You are viewing a plain text version of this content. The canonical link for it is here.
Posted to users@kafka.apache.org by Derek Mok <de...@gmail.com> on 2022/08/29 14:54:40 UTC

Understanding Kafka Streams max.task.idle.ms

Hi, I'd like some help with understanding how exactly max.task.idle.ms
works. I have a topology that consumes from an input topic A, and a join
operator that enriches the topic A messages with a KTable from a compacted
topic B. The enriched messages are output to topic C.
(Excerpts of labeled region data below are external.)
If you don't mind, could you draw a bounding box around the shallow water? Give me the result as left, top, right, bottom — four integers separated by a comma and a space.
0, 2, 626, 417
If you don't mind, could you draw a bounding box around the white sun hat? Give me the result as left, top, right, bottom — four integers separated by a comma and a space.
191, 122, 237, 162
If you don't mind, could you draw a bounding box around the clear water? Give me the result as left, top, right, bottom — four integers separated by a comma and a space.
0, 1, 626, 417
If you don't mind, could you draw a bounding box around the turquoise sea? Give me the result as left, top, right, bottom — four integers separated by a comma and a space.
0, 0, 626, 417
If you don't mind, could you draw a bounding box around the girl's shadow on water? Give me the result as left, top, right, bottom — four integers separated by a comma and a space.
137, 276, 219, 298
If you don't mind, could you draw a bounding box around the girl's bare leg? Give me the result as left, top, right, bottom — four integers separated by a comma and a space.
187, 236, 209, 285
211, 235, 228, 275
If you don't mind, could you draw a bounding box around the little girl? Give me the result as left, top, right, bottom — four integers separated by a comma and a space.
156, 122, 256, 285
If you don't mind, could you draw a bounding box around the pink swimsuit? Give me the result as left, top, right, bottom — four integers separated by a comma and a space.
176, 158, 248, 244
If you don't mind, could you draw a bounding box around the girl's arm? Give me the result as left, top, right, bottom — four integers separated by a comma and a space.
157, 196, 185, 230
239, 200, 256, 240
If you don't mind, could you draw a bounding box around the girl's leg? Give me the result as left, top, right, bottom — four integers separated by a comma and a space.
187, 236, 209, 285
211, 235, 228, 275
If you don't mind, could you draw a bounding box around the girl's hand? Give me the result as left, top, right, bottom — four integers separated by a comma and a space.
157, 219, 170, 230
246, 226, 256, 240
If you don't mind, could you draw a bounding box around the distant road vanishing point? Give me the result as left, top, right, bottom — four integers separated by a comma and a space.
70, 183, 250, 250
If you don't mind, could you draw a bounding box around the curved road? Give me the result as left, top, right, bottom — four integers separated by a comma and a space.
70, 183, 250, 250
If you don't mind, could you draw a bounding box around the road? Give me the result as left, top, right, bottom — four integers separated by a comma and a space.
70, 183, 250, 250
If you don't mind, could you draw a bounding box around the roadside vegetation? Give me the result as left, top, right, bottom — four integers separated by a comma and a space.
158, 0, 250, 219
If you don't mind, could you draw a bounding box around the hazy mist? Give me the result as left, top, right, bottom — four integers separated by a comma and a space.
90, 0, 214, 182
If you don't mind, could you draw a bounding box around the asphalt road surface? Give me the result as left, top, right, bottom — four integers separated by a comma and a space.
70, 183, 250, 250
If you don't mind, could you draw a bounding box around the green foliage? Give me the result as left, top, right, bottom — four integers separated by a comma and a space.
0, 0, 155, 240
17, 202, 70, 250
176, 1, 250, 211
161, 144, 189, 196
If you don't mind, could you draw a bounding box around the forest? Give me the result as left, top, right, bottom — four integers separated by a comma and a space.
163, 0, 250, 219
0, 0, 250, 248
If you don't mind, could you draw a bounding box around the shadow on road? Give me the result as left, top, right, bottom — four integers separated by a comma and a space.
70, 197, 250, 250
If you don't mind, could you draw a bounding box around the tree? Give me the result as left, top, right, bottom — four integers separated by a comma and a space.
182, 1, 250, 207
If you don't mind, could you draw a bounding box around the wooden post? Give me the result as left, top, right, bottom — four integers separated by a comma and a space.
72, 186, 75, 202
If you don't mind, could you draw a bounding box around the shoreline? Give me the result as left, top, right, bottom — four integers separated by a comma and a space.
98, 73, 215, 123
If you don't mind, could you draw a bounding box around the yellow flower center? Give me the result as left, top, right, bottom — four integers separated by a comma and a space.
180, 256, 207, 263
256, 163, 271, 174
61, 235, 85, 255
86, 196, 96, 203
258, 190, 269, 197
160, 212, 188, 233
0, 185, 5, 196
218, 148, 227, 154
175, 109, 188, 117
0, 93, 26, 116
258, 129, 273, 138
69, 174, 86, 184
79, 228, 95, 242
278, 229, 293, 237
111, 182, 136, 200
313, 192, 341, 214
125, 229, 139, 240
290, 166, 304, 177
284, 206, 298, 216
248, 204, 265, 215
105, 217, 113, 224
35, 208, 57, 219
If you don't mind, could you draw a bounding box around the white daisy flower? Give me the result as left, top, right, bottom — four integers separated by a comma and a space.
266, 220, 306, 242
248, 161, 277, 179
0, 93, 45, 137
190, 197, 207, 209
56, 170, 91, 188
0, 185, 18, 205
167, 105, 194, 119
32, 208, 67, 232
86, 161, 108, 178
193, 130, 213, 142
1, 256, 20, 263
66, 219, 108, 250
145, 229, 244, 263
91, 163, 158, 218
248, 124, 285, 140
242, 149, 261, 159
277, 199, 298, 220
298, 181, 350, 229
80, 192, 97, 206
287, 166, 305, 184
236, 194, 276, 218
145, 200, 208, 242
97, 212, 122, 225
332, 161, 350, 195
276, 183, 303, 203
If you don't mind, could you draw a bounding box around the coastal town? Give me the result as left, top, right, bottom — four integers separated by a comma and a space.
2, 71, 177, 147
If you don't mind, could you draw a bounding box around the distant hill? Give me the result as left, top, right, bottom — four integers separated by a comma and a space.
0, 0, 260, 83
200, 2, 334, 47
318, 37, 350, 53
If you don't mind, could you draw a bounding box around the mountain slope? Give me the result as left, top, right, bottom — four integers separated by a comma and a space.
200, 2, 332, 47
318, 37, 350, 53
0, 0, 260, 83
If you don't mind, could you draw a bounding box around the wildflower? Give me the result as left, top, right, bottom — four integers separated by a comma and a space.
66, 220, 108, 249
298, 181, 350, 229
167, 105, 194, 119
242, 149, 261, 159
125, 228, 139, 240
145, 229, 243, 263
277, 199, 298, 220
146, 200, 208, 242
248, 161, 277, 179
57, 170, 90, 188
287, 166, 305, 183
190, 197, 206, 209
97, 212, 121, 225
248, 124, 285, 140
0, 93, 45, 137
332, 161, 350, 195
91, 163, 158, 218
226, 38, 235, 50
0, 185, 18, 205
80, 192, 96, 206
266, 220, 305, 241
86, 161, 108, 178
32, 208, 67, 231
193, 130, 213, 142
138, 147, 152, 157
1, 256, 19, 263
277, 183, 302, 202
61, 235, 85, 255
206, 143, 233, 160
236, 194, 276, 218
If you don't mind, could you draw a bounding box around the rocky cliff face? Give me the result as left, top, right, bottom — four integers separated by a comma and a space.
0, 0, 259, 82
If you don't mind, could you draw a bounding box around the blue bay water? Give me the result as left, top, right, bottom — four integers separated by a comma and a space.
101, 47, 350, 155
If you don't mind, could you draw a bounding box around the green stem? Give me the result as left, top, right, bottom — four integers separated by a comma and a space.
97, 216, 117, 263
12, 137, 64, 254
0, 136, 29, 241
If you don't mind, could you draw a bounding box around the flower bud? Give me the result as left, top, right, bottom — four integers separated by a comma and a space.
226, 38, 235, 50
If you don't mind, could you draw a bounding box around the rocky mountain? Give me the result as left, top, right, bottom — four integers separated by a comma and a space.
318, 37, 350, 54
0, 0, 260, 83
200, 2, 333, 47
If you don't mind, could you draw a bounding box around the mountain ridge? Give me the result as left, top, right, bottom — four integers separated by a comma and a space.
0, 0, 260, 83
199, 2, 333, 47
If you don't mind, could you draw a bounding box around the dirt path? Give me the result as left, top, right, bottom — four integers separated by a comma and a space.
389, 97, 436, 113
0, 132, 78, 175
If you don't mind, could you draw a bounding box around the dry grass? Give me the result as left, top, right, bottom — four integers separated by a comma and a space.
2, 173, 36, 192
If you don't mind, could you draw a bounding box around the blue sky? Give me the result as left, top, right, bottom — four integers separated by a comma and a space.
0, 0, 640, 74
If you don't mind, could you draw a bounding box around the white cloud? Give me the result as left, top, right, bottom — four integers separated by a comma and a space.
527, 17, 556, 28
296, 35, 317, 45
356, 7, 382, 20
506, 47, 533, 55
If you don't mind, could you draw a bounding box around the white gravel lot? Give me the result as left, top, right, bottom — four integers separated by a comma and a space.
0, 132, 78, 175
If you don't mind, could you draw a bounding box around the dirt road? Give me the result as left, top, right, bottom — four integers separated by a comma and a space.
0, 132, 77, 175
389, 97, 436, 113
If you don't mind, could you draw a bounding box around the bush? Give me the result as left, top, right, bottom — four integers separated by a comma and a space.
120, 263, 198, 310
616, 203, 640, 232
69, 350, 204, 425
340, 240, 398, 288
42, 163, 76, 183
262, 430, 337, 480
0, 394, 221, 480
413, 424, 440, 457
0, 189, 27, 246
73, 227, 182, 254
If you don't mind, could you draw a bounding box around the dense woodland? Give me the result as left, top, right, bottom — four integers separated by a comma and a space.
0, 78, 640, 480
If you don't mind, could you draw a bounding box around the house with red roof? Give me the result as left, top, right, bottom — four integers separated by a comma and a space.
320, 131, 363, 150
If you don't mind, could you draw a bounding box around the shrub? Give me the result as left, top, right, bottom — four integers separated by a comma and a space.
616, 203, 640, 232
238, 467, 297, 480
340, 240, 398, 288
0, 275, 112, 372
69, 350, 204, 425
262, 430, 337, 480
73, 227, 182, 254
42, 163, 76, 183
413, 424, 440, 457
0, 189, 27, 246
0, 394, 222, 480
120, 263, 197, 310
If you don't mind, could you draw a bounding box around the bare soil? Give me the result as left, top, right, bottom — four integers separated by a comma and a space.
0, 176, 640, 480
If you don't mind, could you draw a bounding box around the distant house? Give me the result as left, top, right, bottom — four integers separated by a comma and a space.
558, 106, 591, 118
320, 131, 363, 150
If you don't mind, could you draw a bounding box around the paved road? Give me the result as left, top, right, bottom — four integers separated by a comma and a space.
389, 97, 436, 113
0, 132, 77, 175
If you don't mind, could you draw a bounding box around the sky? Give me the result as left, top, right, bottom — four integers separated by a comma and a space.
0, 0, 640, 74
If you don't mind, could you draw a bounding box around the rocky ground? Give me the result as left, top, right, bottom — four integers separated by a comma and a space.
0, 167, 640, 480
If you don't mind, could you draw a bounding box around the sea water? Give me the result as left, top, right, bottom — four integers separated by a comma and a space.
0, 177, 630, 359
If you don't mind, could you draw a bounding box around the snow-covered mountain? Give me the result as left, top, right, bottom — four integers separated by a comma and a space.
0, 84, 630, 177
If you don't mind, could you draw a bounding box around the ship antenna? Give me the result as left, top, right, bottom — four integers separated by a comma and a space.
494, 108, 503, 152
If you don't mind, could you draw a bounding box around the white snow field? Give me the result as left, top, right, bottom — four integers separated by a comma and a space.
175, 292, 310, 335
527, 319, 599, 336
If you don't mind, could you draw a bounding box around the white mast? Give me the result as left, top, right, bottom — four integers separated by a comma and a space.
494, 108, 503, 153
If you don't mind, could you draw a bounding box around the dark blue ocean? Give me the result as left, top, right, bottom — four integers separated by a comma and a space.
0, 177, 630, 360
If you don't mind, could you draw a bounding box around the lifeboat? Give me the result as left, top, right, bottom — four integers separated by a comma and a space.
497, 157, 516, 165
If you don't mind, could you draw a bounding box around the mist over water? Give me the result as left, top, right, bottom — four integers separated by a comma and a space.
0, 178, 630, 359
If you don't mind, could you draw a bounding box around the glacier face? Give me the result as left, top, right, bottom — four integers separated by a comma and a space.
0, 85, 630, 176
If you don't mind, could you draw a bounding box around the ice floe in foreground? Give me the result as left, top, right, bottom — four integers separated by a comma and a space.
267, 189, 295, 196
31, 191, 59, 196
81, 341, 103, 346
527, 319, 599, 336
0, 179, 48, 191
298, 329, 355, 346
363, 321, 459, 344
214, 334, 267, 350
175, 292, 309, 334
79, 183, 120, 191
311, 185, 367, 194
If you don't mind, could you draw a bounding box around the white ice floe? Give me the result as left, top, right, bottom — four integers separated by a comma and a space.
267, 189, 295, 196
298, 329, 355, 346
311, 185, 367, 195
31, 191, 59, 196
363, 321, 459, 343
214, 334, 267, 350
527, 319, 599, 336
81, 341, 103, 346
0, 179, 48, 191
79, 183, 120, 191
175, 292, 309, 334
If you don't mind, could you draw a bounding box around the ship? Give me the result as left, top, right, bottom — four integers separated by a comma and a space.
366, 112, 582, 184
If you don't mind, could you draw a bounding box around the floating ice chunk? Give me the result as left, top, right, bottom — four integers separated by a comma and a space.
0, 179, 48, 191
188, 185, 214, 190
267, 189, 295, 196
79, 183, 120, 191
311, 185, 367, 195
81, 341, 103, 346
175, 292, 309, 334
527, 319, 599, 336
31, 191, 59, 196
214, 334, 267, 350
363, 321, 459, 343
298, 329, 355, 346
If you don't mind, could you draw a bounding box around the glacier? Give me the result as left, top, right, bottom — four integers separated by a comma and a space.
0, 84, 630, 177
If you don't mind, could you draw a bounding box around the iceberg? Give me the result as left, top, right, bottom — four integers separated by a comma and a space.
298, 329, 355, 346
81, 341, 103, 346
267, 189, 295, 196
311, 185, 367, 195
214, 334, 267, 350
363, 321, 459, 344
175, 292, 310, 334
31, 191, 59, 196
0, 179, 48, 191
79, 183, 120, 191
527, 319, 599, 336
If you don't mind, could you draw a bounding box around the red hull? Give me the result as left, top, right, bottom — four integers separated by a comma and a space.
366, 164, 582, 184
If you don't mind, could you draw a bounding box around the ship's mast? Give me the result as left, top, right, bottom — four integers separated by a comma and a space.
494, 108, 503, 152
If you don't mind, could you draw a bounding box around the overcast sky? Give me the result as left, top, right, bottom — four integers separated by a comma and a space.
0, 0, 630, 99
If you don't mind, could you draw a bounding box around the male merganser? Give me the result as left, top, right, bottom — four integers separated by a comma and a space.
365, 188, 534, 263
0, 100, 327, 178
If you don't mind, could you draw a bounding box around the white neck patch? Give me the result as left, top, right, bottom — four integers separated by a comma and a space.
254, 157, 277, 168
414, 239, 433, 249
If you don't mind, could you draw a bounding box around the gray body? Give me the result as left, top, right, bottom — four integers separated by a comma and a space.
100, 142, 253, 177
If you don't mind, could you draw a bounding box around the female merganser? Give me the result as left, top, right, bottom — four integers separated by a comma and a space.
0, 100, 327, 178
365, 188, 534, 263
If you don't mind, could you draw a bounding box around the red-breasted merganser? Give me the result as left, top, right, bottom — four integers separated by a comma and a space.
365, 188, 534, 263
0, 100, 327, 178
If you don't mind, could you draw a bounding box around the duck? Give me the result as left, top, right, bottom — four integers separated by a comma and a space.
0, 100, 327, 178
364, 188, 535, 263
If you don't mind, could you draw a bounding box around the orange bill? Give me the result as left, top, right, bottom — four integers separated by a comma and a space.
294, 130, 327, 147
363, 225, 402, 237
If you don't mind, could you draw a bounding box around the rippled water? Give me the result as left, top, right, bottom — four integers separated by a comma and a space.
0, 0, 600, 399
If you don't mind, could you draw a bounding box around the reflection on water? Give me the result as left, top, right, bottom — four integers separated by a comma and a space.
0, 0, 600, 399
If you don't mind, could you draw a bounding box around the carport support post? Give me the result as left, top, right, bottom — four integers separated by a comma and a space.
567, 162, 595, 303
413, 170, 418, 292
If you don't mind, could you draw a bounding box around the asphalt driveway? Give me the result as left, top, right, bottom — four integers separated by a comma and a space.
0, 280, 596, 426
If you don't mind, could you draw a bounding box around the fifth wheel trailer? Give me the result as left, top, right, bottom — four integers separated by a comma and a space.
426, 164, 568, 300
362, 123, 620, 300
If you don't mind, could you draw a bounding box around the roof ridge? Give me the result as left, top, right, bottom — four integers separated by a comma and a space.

If I set max.task.idle.ms to 5000, what should be the expected behaviour in
the following scenario (assuming all messages have the same key and topics
have same partition count):

   1. Message published to A with timestamp t_0
   2. Three seconds of wall clock time elapses
   3. Message published to B with timestamp t_0

My understanding is that a message should be output to topic C containing
the enriched result after max.task.idle.ms elapses since it should account
for the late producer of topic B. The join operator should only be invoked
after max.task.idle.ms has elapsed. However, what actually happens is that
nothing is published in topic C. I suspect my understanding of
max.task.idle.ms is not entirely correct so would appreciate any insight
here!

Here is a small project demonstrating the above
https://github.com/ThousandEyes-Derek/max-task-idle-ms

MaxTaskIdleStreamsApp contains the streams application that describes the
topology.
MessageProducer produces messages into the input and compacted topics based
on the scenario I described above.

Thanks!
Derek

Re: Understanding Kafka Streams max.task.idle.ms

Posted by Derek Mok <de...@gmail.com>.
Hi Alexandre, thanks for your reply. I updated my example to produce a
message to the compacted topic ("table") at a lower timestamp, but I'm
still not getting the expected result unfortunately. The scenario is now:

1. Message published to A ("input") with timestamp t_0
2. Three seconds of wall clock time elapses
3. Message published to B ("table") with timestamp (t_0 - 1)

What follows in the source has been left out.